Enfin, les actions conjuguées de l’AMITH et des pouvoirs publics révèlent une politique commerciale proactive et ciblée. Les missions B2B, les rencontres stratégiques et les mesures correctives (droits de douane sur les textiles turcs) démontrent une approche offensive pour «positionner le Maroc comme partenaire fiable et compétitif», selon les mots d’Anass El Ansari. Une dynamique qui, alliant défense des intérêts industriels et projection internationale, esquisse une feuille de route claire : bâtir une industrie résiliente par la valeur, l’équilibre commercial et l’intégration dans les chaînes globales exigeantes – dépassant définitivement le paradigme de la compétition par les seuls coûts.

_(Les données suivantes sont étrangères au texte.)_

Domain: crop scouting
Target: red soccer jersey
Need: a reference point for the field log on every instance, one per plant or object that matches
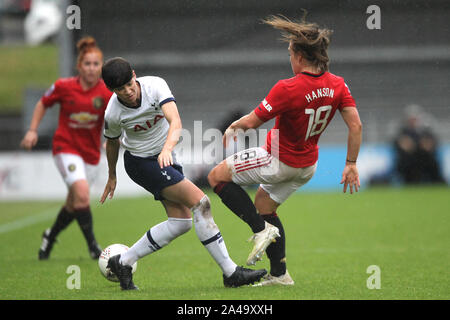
(80, 117)
(303, 106)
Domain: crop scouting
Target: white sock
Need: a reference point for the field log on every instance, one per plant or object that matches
(157, 237)
(209, 234)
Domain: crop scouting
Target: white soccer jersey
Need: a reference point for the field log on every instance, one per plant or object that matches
(143, 130)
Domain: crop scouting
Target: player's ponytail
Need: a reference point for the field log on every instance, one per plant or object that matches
(85, 45)
(307, 38)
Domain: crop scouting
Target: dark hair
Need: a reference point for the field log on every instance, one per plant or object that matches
(306, 38)
(116, 72)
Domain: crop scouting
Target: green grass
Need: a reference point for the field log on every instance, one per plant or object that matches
(24, 66)
(331, 240)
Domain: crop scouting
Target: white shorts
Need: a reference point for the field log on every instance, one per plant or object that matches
(72, 168)
(257, 166)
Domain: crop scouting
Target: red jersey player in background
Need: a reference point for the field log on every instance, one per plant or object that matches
(303, 107)
(77, 140)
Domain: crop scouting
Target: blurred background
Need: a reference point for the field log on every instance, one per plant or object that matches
(220, 61)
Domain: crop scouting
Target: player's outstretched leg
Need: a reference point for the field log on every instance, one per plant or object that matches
(238, 201)
(276, 252)
(261, 240)
(209, 234)
(63, 219)
(243, 276)
(123, 272)
(84, 219)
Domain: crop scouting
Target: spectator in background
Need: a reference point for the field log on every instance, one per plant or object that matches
(415, 147)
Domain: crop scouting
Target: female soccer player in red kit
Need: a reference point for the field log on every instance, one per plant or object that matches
(77, 140)
(303, 107)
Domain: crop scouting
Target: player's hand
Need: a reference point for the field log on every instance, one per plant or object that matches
(350, 178)
(165, 158)
(30, 140)
(229, 133)
(109, 189)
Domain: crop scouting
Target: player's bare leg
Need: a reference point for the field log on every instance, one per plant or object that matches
(276, 252)
(238, 201)
(79, 204)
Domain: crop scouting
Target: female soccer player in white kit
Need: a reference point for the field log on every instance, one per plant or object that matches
(143, 114)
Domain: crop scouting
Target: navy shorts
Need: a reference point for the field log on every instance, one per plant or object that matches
(147, 173)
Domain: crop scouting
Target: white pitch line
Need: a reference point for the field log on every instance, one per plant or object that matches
(28, 221)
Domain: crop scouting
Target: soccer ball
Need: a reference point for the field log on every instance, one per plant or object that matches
(108, 252)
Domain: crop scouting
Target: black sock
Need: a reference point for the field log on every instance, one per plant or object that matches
(238, 201)
(276, 251)
(63, 219)
(84, 219)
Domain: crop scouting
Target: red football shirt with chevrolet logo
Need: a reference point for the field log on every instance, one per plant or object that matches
(80, 117)
(303, 106)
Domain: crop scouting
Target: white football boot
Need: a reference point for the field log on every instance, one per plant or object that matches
(269, 280)
(261, 241)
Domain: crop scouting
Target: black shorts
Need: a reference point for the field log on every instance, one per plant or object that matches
(147, 173)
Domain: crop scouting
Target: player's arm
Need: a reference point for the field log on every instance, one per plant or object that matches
(31, 137)
(249, 121)
(350, 176)
(112, 154)
(172, 116)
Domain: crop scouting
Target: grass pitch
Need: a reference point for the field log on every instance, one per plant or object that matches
(332, 238)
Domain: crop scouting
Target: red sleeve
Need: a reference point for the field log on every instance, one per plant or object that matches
(52, 95)
(276, 102)
(347, 99)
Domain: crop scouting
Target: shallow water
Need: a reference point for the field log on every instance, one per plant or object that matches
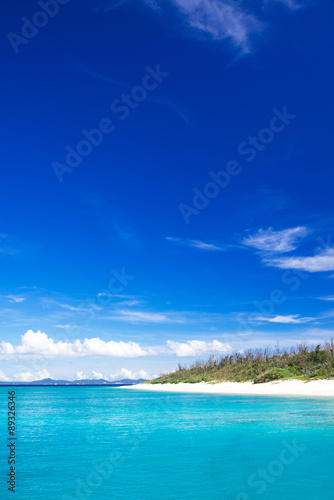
(105, 443)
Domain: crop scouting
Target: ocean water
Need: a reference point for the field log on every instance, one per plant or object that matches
(104, 443)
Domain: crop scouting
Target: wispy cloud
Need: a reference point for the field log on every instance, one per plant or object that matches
(291, 4)
(201, 245)
(161, 101)
(3, 377)
(214, 19)
(220, 20)
(291, 319)
(328, 298)
(270, 241)
(14, 298)
(323, 261)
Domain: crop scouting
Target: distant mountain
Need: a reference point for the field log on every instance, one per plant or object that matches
(50, 381)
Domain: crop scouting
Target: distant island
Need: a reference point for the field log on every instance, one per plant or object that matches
(88, 382)
(258, 366)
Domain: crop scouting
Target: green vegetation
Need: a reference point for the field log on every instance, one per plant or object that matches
(260, 365)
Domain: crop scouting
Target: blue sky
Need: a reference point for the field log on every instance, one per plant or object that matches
(166, 186)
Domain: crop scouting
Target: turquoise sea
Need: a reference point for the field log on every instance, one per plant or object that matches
(105, 443)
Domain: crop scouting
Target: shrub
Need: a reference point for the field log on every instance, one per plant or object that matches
(274, 374)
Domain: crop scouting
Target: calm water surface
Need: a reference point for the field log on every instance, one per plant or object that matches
(104, 443)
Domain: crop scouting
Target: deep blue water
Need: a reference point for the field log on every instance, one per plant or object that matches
(104, 443)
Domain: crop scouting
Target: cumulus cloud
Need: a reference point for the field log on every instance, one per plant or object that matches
(291, 4)
(289, 319)
(124, 373)
(3, 377)
(40, 343)
(323, 261)
(270, 241)
(196, 347)
(31, 377)
(201, 245)
(121, 374)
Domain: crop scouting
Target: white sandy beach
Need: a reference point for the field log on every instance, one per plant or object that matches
(283, 388)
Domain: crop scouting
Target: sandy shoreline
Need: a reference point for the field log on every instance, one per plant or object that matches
(284, 388)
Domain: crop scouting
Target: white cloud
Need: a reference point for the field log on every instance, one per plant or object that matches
(40, 343)
(196, 347)
(64, 327)
(289, 319)
(291, 4)
(323, 261)
(270, 241)
(215, 19)
(220, 20)
(15, 298)
(147, 317)
(329, 298)
(124, 373)
(30, 377)
(201, 245)
(3, 377)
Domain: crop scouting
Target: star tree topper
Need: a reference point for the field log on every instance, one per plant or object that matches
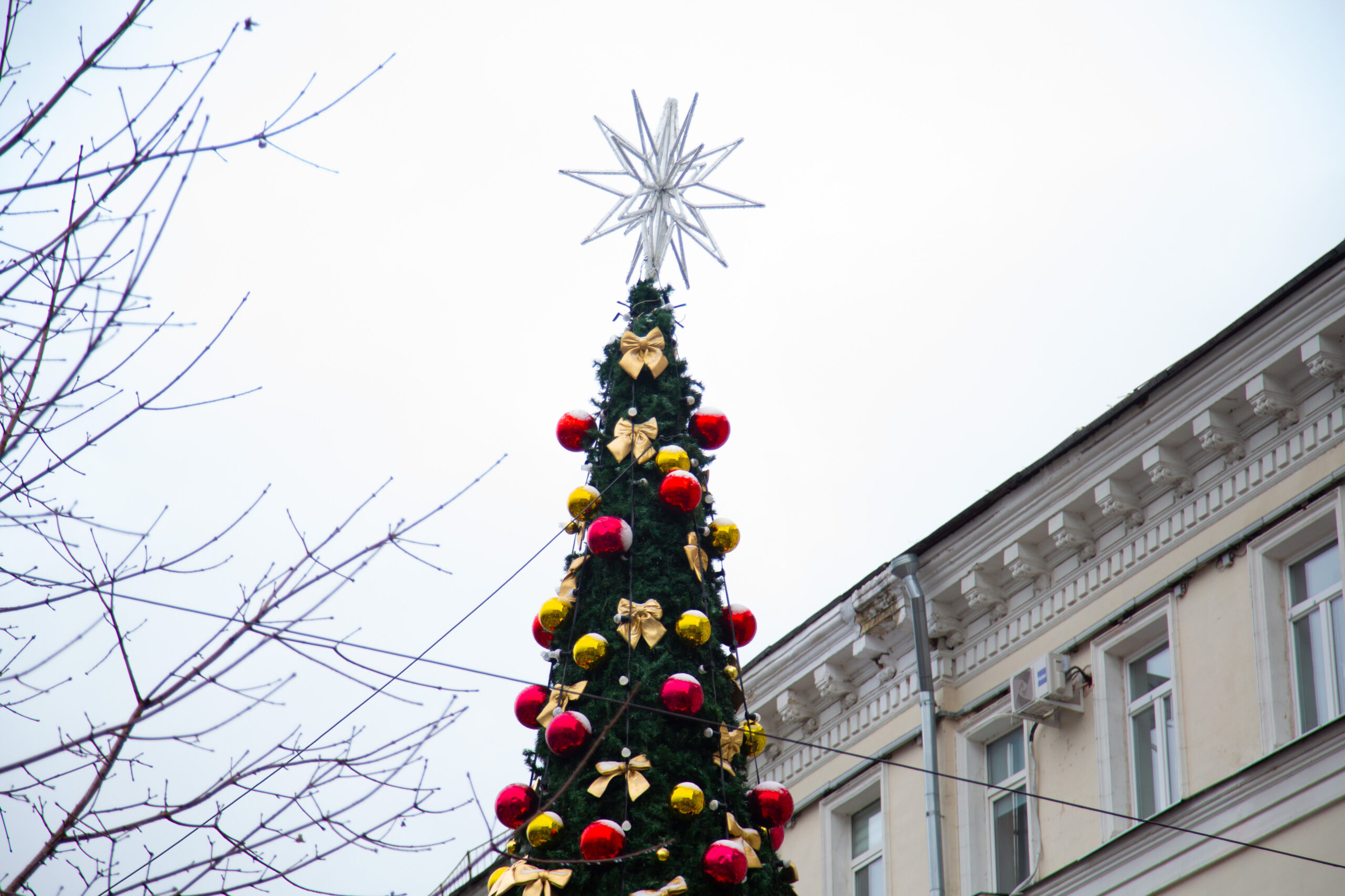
(657, 205)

Quid du partenariat Maroc-Turquie dans tout ça ?
Le déficit commercial marocain avec la Turquie, avoisinant 3 milliards de dollars, constitue une vulnérabilité systémique qui est en fait l’un des principaux contributeurs au déséquilibre de la balance commerciale du Royaume. Ce déséquilibre, cristallisé par l’Accord de Libre-Échange (ALE) entré en vigueur en 2006, frappe particulièrement le secteur textile où les importations massives de tissus turcs ont longtemps érodé la compétitivité locale.

Face à cette asymétrie, le Maroc a adopté une posture défensive dès 2020, instaurant des droits de douane de 90% sur certains produits textiles turcs et des mesures antidumping sur des biens électroménagers. La 6e session de la commission mixte (qui a eu lieu à Ankara, en juin 2025) marque un tournant stratégique visant à «protéger la production locale» et à poser «les bases d’un nouveau partenariat économique, plus équilibré».

Quatre piliers structurent cette révision : la diversification des exportations marocaines vers l’agriculture et l’agro-industrie, l’incitation au sourcing local pour les enseignes turques implantées (exemple BIM), la révision des clauses de sauvegarde de l’ALE, et la création d’un Forum d’investissement maroco-turc doublé d’un mécanisme de concertation technique.

L’objectif affiché – porter les échanges à 5 milliards de dollars via «réciprocité et complémentarité» – traduit une volonté de transformer un déséquilibre historique en coopération industrielle mutuellement bénéfique, sans toutefois sacrifier les intérêts du tissu productif national.

Une transformation sous tension

Disons que les chiffres du textile-habillement marocain à mi-2025 dessinent un secteur en pleine mutation, confronté à la dure réalité de la concurrence globale mais résolu à se réinventer. Si la dépendance à l’Espagne et les déséquilibres commerciaux (notamment avec la Turquie) demeurent des vulnérabilités majeures, les actions menées – de la recherche de partenariats qualitatifs à la renégociation d’accords commerciaux et à la promotion de la durabilité – tracent une voie vers une industrie plus résiliente, plus valorisée et mieux intégrée dans les chaînes de valeur mondiales exigeantes.

Le défi, immense, est de transformer cette ambition en une croissance soutenue et équilibrée. La réussite passe par la concrétisation rapide des axes stratégiques identifiés : diversification des marchés, montée en gamme effective, résolution des déséquilibres commerciaux et ancrage dans la durabilité. L’avenir du secteur se joue sur cette capacité à conjuguer performance économique et valeur stratégique.